The dual inhibition approach that we are taking in Alzheimer's disease is gonna be important. So watch out for that. Again, 2026, 2027 timeframe. Some of the early data that is gonna be emerging in next year and the year after would be the radioligand therapy in breast cancer and small cell lung cancer. That's gonna be important. As well as, I think 2026 will be GPC3, hepatocellular carcinoma for radioligand therapy. That's gonna be important. I think from cell therapy next year, watch out for data for, not only continuous emergence of SLE, but as we think about data from, the sclerosis or scleroderma perspective, myositis perspective, and then hopefully MS as well, that'll come out. So I think these are ones that we don't normally get to talk about. And one molecule that I know out next year as well.

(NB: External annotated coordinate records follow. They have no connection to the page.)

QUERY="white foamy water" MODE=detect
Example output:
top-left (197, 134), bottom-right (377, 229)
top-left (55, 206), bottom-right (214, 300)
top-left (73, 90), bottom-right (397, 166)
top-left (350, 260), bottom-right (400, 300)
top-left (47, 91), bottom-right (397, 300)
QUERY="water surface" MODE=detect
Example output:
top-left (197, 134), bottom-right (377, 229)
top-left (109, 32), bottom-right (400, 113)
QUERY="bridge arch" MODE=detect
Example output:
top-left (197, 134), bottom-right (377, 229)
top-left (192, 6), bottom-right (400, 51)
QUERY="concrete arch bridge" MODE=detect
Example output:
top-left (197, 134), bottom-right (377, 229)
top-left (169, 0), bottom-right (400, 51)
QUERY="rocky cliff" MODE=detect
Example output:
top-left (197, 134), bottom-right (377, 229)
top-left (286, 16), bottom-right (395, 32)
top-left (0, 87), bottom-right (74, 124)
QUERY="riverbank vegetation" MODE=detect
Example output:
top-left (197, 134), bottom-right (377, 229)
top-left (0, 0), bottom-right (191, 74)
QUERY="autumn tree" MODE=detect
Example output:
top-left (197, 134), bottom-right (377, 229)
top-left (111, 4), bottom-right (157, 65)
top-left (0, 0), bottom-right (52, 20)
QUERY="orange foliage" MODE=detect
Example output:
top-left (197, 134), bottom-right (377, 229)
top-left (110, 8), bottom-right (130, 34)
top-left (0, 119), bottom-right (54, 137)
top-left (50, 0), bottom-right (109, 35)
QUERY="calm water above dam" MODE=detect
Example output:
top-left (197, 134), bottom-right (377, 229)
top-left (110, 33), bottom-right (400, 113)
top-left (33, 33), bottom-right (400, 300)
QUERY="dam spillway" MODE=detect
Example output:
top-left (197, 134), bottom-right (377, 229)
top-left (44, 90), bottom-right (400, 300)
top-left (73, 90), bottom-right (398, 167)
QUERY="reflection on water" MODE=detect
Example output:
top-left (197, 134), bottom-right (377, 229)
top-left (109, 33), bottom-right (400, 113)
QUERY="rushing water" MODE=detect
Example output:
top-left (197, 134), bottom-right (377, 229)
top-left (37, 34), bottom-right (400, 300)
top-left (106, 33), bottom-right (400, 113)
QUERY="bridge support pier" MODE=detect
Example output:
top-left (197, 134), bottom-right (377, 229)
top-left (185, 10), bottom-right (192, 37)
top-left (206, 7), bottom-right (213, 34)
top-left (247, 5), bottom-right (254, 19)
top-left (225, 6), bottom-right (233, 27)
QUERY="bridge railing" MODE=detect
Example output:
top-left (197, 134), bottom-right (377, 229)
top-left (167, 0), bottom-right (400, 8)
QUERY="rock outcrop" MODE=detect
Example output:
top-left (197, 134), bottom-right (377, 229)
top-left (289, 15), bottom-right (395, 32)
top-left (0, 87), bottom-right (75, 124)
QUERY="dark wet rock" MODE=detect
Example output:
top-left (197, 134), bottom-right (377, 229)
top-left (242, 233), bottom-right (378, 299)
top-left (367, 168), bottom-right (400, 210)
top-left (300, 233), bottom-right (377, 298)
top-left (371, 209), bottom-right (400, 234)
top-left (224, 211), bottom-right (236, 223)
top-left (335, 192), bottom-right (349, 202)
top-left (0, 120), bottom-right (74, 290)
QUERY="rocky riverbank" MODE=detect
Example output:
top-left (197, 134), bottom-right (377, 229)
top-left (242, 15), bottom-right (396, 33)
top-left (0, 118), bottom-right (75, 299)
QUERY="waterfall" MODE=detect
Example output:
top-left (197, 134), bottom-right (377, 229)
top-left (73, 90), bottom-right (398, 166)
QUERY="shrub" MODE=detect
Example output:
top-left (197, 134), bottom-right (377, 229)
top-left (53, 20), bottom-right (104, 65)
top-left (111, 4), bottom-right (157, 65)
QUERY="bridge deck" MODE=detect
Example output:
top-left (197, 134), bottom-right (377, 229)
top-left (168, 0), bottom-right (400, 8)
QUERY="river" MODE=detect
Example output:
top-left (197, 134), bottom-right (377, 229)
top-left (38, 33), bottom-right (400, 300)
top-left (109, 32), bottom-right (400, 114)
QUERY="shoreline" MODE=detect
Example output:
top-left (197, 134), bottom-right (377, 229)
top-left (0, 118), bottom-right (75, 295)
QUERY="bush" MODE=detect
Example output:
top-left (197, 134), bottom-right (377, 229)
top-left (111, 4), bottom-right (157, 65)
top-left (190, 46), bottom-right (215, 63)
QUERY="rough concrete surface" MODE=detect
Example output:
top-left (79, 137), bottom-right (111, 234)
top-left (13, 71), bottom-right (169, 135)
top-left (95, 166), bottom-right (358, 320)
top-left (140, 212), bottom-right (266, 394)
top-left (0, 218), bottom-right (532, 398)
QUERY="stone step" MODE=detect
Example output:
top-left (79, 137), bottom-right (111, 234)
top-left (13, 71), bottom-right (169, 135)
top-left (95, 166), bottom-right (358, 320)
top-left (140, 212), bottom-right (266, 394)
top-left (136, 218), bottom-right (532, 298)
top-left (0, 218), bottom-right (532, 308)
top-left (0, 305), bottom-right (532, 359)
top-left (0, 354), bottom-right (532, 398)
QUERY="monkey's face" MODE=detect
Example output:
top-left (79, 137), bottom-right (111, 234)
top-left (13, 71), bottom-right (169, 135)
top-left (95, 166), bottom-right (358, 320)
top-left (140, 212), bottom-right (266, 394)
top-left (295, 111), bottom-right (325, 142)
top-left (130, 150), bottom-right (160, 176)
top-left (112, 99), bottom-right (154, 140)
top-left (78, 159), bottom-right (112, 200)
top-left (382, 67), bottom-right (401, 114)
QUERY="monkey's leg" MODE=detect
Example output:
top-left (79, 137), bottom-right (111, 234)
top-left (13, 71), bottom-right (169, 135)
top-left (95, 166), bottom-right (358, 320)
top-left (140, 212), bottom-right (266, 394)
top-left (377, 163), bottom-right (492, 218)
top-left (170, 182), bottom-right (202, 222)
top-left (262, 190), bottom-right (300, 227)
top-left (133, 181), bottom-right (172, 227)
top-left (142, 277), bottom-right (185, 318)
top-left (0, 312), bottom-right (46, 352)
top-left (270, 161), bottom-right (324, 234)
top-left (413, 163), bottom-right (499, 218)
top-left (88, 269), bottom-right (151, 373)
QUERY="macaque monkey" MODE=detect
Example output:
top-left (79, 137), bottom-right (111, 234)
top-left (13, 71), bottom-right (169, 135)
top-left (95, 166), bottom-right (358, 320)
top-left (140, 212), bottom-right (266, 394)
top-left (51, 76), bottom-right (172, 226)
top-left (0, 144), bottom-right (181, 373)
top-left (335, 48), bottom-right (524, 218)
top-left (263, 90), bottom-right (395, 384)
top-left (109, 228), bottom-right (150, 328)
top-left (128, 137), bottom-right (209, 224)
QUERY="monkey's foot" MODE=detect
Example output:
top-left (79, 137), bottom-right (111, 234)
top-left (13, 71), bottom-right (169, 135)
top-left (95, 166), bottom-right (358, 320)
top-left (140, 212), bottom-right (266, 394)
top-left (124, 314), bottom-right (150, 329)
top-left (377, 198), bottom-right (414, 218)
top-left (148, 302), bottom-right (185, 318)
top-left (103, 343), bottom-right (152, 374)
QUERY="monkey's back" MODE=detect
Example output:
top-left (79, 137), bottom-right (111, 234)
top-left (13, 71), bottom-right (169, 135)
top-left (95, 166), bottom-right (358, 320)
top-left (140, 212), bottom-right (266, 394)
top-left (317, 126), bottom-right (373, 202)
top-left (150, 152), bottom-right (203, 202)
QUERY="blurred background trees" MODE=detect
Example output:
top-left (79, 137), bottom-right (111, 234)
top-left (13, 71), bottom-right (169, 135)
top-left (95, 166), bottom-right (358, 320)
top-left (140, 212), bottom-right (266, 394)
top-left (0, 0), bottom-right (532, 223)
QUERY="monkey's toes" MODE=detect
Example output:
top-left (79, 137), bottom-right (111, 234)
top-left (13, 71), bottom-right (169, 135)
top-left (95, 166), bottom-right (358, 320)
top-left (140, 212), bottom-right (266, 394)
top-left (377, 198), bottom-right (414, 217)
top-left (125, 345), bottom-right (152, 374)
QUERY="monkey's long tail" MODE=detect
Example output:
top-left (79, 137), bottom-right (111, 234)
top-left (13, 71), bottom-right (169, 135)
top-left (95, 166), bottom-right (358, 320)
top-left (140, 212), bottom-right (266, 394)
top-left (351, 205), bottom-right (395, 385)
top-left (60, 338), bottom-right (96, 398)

So that will then hopefully give you a little bit more confidence as to why we planned the study, the way we planned it, and execute on the phase three.
I'll apologize to all the people who are looking for a laundry list of BD development targets from Bristol-Myers Squibb. I didn't even get to that question because there's plenty going on. Thank you so much for joining us. Really thrilled to have both of you here with us today.